Treaties of Fort Stanwix (1768 and 1784) | The Canadian Encyclopedia


Treaties of Fort Stanwix (1768 and 1784)

The first Treaty of Fort Stanwix was signed in 1768 between the Haudenosaunee (also known as the Six Nations or Iroquois Confederacy) and British Superintendent of Indian Affairs in the Northern District, Sir William Johnson. It was the first major treaty to be negotiated according to the Royal Proclamation of 1763. Five years after the proclamation had set the western boundary of colonial settlement at the Appalachian Mountains — reserving the vast North American interior as Indigenous territory — the Treaty of Fort Stanwix pushed the border west to the Ohio River, opening up lands to white settlers. The second Treaty of Fort Stanwix, signed in 1784, was an agreement between the Haudenosaunee and the newly independent United States. This treaty redrew the eastern boundaries of the first Treaty of Fort Stanwix, surrendering more Indigenous territory.

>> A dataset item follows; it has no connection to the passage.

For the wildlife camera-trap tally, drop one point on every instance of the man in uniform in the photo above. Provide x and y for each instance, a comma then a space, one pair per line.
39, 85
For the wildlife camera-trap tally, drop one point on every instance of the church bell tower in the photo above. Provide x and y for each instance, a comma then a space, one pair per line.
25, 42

Treaty of Fort Stanwix, 1768

The Treaty of Fort Stanwix was prompted by fur trade companies in Pennsylvania that complained of damages sustained during Pontiac’s War and wanted to be compensated with a new commodity — Indigenous lands.

British Superintendent of Indian Affairs in the Northern District, Sir William Johnson, (who was himself a land speculator) intended that the treaty would open up a large supply of land. Johnson was also invested in ensuring, through the treaty, the continued dominance of his long-time allies, the Haudenosaunee.

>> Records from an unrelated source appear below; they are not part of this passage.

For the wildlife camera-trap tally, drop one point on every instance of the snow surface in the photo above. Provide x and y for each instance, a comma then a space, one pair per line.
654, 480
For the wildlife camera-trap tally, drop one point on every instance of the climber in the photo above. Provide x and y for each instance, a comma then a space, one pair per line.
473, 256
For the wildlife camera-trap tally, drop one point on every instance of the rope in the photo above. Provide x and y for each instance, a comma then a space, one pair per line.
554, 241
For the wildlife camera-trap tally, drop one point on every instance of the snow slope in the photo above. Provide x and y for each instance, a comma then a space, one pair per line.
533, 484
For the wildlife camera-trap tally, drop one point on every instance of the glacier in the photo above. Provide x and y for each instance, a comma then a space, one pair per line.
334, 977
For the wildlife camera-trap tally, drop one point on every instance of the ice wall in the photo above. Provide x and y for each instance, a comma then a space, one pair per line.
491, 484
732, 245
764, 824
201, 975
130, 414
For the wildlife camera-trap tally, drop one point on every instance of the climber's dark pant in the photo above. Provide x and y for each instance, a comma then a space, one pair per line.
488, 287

In 1768, the Six Nations signed the treaty in their territory (at Fort Stanwix, New York) and they received monetary payments in exchange.

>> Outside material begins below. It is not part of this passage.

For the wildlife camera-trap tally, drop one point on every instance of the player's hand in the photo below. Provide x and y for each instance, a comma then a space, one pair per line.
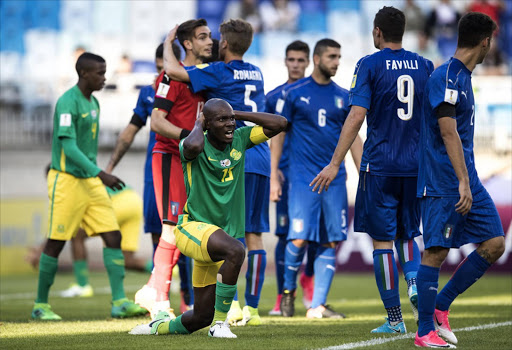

The lands ceded in the treaty — most of modern-day Kentucky, Tennessee, West Virginia, Maryland, and western Pennsylvania — were the ancestral homes of the Shawnee, Delaware, and Cherokee. The Haudenosaunee’s signing of the treaty led to the emergence of hardline Shawnee leaders — in particular the brothers Tecumseh and Tenskwatawa — in the debate among the Indigenous peoples of the Great Lakes–Ohio Valley area about who was authorized to cede land in treaties. Until the end of the War of 1812, these leaders insisted on holding the British to their promise in the Fort Stanwix Treaty that the Ohio River would remain the firm eastern boundary of an internationally recognized Indigenous territory. After the death of Tecumseh in the war, the political influence of his confederacy largely disintegrated.

Indigenous peoples bitterly resented the role that land speculators had played in opening up a large amount of their territory through the Treaty of Fort Stanwix. Sir William Johnson had hoped that the treaty would satisfy the desire of speculators in both the Thirteen Colonies and Britain. However, the deal only fed their greed. This led to the emergence of new speculation firms like the Indiana Company, which counted among its shareholders the governor of New Jersey and Benjamin Franklin.

Treaty of Fort Stanwix, 1784

After the American Revolution, the Haudenosaunee and US officials signed the Treaty of Fort Stanwix in 1784. Joseph Brant (Thayendanegea) was present at the initial peace talks. In the treaty, the Haudenosaunee surrendered lands in western New York, Pennsylvania and Ohio. This upset other Indigenous peoples in the area, including the Delaware and Shawnee, who also had claims to some of the surrendered lands. Tensions mounted between Indigenous peoples and white colonists wanting to settle on these lands. The US signed a series of other treaties with Indigenous peoples to resolve these issues.